The Weekly Buzz: Sridhar Vembu Takes A Dig At Salesforce 

A debate around enterprise software pricing gained traction last week after Zoho founder Sridhar Vembu amplified concerns about Salesforce’s pricing model.

The discussion centred on a familiar complaint in enterprise software: attractive discounts during the first year followed by significantly higher renewal costs. Vembu warned businesses to be cautious of such pricing structures, arguing that customers often find themselves locked into platforms after making substantial investments in integrations, workflows, and employee training.

The remarks struck a chord with founders, operators and software buyers, many of whom shared experiences around enterprise software pricing, contract negotiations and vendor lock-in. Others criticised the complexity, cost and usability of large enterprise software platforms, arguing that switching becomes increasingly difficult once organisations are deeply embedded within an ecosystem.

The conversation reflects a broader shift underway in enterprise technology. As AI lowers the barriers to building software and intensifies competition, customers are increasingly scrutinising not just product features but also pricing transparency, long-term value and vendor dependence.

The larger takeaway is that in the AI era, enterprise software companies may face growing pressure to justify not only their technology advantages but also the economics of staying on their platforms.


Startup In The Spotlight: JupiterBrains

As enterprises increasingly adopt AI across business workflows, many are discovering that larger frontier models often entail higher inference costs, governance challenges, and deployment complexity. Hyderabad-based JupiterBrains is betting that smaller, domain-specific AI models can offer a more practical path to enterprise AI adoption.

Founded in 2025 by Nilesh Potdar, a former executive at Microsoft, Amazon and Goldman Sachs, JupiterBrains is building a small-model-first AI infrastructure platform focused on enterprise use cases such as BFSI, compliance, onboarding and document intelligence.

The startup’s flagship product, JupiterBrains AI Workbench, combines model routing, governance, observability, deployment tooling and workflow orchestration into a unified enterprise AI stack. The platform is designed to help organisations deploy and manage AI applications while maintaining control over performance, security and compliance requirements.

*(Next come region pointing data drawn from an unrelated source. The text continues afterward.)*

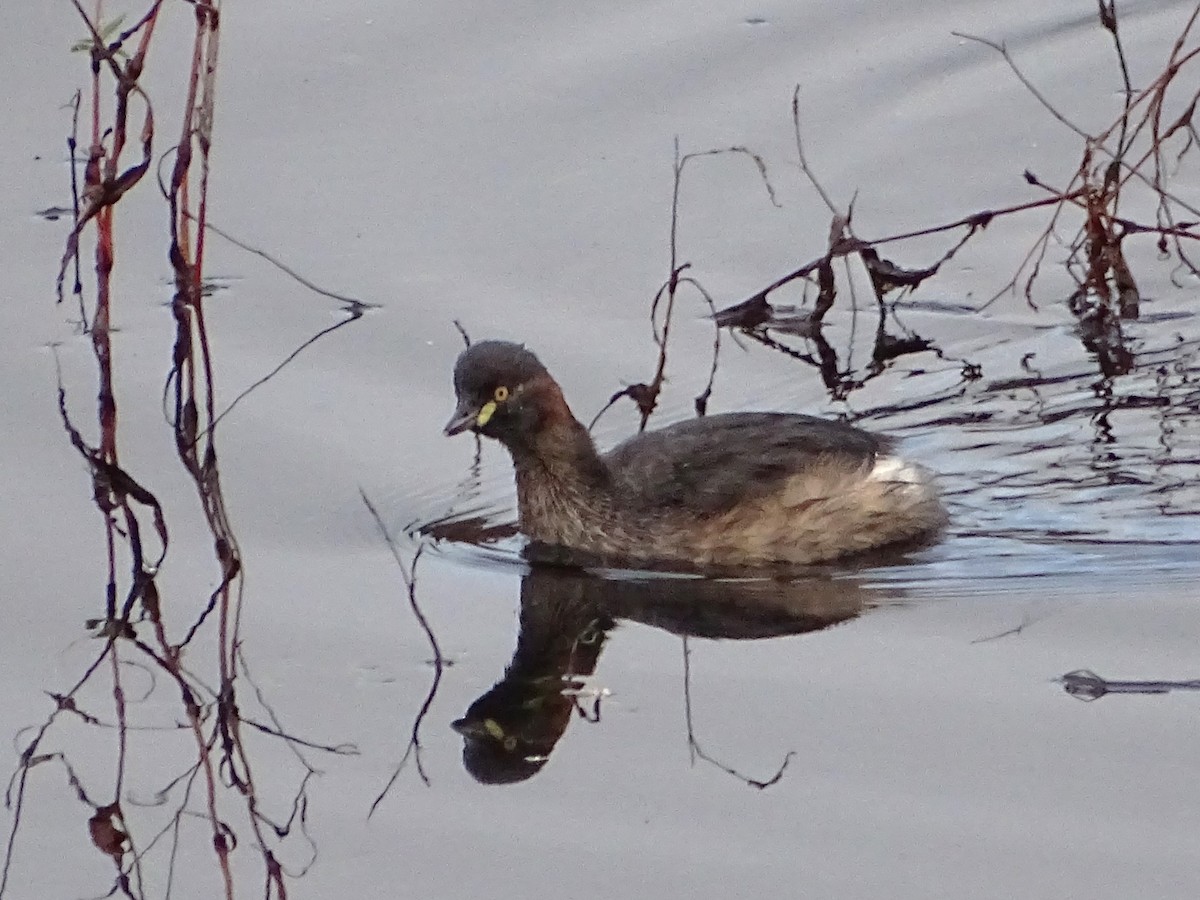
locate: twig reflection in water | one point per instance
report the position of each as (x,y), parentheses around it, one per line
(1086,685)
(567,616)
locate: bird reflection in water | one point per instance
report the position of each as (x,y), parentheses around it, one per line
(565,619)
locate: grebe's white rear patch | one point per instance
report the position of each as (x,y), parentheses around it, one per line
(894,469)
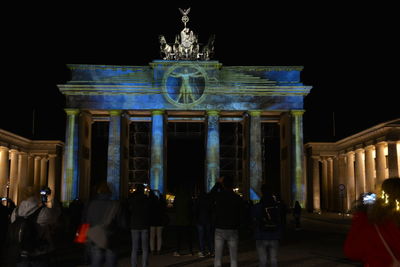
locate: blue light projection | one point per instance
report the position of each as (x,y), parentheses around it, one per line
(157,157)
(114,153)
(298,189)
(255,155)
(70,183)
(212,156)
(184,86)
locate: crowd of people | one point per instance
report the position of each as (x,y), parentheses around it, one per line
(217,216)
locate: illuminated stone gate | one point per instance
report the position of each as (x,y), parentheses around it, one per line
(171,90)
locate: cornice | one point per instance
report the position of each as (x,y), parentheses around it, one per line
(13,141)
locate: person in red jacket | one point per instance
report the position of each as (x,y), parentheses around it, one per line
(374,236)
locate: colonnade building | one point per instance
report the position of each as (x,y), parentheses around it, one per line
(337,173)
(140,104)
(25,162)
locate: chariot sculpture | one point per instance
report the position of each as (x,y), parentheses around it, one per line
(186,45)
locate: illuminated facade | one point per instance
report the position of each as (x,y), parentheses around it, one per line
(360,162)
(165,91)
(25,162)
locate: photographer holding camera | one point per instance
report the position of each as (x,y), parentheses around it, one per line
(44,214)
(374,236)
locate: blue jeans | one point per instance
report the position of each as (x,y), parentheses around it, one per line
(232,238)
(100,256)
(265,249)
(138,235)
(205,237)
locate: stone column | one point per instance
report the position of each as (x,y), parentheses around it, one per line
(125,155)
(360,172)
(51,181)
(114,153)
(393,156)
(380,163)
(43,172)
(13,174)
(36,173)
(212,153)
(324,185)
(316,184)
(342,180)
(350,182)
(157,150)
(70,181)
(298,186)
(31,169)
(22,176)
(255,157)
(369,169)
(4,157)
(330,184)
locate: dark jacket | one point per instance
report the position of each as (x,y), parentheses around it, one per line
(46,220)
(97,210)
(139,211)
(229,210)
(203,209)
(183,205)
(157,211)
(257,213)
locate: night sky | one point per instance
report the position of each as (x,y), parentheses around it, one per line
(347,52)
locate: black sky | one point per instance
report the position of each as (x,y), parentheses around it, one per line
(347,52)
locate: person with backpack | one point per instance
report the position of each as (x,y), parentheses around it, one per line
(297,214)
(139,214)
(374,234)
(267,228)
(31,229)
(103,215)
(228,218)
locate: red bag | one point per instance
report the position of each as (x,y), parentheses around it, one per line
(81,233)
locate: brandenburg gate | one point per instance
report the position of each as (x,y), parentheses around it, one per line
(185,84)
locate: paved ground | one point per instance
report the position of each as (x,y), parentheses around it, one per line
(318,243)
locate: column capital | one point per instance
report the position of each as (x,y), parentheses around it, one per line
(115,112)
(72,111)
(298,112)
(370,147)
(383,143)
(158,112)
(13,151)
(359,150)
(254,113)
(212,112)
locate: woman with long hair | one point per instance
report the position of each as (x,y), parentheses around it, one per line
(374,236)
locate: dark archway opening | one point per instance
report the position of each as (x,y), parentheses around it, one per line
(185,156)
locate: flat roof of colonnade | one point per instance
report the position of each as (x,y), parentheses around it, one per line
(185,86)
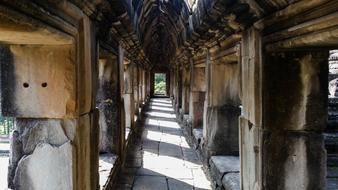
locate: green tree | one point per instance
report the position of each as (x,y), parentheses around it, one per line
(160,83)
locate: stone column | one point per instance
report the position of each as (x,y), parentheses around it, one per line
(186,90)
(286,139)
(129,104)
(135,83)
(50,91)
(107,103)
(197,96)
(221,108)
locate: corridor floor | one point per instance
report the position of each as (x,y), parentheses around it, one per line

JupiterBrains focuses on areas such as enterprise document intelligence, KYC and onboarding automation, AI-powered workflow orchestration, compliance management, auditability systems, and multilingual enterprise AI deployments.

By leveraging smaller, specialised AI models, the startup aims to reduce inference costs while providing enterprises with greater privacy, governance and deployment flexibility across cloud, hybrid and on-premises environments.

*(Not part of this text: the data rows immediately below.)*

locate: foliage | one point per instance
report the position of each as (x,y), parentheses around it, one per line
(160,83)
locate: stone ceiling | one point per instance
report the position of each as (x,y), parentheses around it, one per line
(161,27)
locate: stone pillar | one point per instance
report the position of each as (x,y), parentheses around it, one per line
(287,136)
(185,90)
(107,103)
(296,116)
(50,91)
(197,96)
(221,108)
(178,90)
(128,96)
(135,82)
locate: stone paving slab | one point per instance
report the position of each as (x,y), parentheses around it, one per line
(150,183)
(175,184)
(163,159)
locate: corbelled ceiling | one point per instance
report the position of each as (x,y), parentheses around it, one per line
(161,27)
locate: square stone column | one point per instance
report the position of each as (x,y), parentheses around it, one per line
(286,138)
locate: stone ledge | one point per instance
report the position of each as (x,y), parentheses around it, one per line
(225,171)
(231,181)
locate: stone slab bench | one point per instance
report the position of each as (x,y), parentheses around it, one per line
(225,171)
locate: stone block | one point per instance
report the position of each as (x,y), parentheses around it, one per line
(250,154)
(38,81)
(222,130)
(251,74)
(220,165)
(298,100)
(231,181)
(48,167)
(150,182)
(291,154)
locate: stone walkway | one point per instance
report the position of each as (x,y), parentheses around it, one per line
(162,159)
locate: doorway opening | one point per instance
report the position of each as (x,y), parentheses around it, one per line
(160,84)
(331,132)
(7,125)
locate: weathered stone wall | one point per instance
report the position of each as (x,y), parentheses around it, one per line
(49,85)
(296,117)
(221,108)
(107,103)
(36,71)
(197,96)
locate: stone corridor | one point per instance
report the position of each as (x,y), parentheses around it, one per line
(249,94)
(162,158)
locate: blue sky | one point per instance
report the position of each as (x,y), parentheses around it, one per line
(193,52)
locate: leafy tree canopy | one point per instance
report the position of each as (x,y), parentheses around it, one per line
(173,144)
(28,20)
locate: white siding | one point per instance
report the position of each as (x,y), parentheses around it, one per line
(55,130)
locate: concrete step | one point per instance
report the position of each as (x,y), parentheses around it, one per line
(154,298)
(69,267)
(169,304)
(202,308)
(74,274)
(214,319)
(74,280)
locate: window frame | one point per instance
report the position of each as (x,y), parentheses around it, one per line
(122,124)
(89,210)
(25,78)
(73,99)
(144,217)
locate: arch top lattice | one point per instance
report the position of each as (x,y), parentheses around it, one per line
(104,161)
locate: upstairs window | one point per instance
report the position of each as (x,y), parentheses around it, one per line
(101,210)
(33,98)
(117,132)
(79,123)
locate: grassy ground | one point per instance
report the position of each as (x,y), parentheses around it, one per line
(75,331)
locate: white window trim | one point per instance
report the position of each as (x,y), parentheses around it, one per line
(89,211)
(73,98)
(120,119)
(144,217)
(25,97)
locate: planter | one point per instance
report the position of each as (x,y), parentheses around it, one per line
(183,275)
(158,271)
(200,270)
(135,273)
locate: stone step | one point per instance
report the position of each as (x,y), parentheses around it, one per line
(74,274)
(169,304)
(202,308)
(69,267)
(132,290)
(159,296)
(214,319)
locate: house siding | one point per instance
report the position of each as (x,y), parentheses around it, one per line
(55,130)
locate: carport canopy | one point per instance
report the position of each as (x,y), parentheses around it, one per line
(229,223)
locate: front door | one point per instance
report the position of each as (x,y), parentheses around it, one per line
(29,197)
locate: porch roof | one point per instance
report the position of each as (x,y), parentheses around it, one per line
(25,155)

Operating in India’s growing enterprise agentic AI market, which is projected to reach $1.8 Bn by 2030, JupiterBrains claims it has already generated about ₹70 Lakh in consultancy revenue while expanding its recurring subscription business.


Prompt Of The Week

What prompts and hacks are CTOs, CEOs and cofounders using these days to streamline their work? 

Here’s the prompt used by Sajeev Viswanathan, founder and CEO of MiFiX.ai, to assess where AI can deliver the highest business impact and help management articulate a credible AI strategy to shareholders. 

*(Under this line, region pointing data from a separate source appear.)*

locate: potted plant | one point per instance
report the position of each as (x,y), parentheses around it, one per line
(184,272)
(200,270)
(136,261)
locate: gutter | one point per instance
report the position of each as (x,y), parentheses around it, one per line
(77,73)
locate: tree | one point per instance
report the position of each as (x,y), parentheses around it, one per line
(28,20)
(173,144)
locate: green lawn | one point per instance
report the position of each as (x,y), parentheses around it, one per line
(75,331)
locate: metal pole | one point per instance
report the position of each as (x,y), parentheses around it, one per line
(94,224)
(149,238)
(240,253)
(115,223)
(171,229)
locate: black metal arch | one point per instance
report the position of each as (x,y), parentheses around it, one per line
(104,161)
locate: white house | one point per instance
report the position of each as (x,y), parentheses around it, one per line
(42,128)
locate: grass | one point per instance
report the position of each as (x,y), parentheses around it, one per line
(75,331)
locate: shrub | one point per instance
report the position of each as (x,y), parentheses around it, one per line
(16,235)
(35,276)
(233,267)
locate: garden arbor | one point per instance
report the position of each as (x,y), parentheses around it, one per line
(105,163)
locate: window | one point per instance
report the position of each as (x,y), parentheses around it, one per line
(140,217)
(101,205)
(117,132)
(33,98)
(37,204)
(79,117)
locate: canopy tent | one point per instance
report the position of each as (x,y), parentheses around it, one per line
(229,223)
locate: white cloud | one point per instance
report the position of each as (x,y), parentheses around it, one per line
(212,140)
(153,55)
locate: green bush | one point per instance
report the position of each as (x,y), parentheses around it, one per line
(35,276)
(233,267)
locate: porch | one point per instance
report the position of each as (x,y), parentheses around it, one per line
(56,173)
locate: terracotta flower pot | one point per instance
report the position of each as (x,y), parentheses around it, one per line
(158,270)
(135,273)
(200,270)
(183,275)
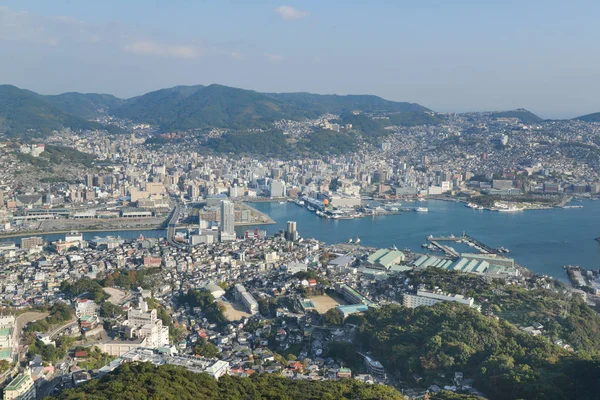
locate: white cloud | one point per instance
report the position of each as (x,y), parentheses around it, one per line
(151,48)
(289,13)
(274,58)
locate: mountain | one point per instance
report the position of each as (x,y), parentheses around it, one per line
(85,105)
(336,104)
(25,113)
(527,117)
(179,108)
(145,381)
(595,117)
(197,107)
(154,106)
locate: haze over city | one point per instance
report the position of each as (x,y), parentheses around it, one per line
(464,56)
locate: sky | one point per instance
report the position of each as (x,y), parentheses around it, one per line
(448,55)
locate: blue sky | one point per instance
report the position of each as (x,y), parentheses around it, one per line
(447,55)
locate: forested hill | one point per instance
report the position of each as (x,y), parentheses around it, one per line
(332,103)
(449,337)
(85,105)
(595,117)
(197,107)
(23,112)
(28,114)
(140,381)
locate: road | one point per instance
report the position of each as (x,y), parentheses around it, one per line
(28,317)
(58,330)
(172,225)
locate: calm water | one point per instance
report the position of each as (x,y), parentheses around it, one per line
(543,241)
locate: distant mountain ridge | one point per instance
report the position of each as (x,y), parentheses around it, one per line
(85,105)
(342,103)
(28,114)
(177,108)
(594,117)
(526,116)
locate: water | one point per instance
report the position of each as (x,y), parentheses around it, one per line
(541,240)
(52,237)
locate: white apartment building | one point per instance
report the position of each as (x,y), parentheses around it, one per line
(8,339)
(427,298)
(144,323)
(85,308)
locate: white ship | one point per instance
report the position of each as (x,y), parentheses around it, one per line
(510,209)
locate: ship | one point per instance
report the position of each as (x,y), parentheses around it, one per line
(510,209)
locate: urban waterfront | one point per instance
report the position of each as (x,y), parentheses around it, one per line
(543,241)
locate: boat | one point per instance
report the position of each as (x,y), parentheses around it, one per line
(510,209)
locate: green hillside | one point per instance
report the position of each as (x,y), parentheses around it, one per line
(197,107)
(415,119)
(140,381)
(337,104)
(157,106)
(26,114)
(595,117)
(527,117)
(85,105)
(448,337)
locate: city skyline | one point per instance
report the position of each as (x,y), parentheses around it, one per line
(447,57)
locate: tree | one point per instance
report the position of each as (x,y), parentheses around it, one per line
(333,317)
(206,349)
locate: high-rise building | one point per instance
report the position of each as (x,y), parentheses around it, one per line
(8,338)
(227,227)
(20,388)
(31,242)
(277,188)
(291,233)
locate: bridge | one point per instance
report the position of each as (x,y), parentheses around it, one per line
(172,226)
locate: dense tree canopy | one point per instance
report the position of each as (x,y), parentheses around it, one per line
(139,381)
(450,337)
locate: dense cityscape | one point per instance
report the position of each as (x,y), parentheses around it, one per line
(308,201)
(213,299)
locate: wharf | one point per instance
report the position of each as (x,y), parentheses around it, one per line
(471,241)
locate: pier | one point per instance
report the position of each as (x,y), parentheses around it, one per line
(471,241)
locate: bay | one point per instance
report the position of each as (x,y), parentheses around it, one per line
(541,240)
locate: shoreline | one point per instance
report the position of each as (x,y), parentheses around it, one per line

You are the Managing Director of ABC Ltd. 

At your company’s AGM, you are asked to elaborate on your AI plans for the company in the immediate and long-term future by a significant shareholder. 

Looking at the company’s businesses and financial statements, identify the top 5 opportunities for AI intervention that will enhance shareholder value. Once done, do the following:

  • Draft a response highlighting specific areas where you are focusing on
  • Include the potential financial and non-financial benefits. 
  • Include any successful projects
  • Partners you are currently working with
  • And the cost outlay. 

You may also evaluate any statements made by the company’s management team to develop your response.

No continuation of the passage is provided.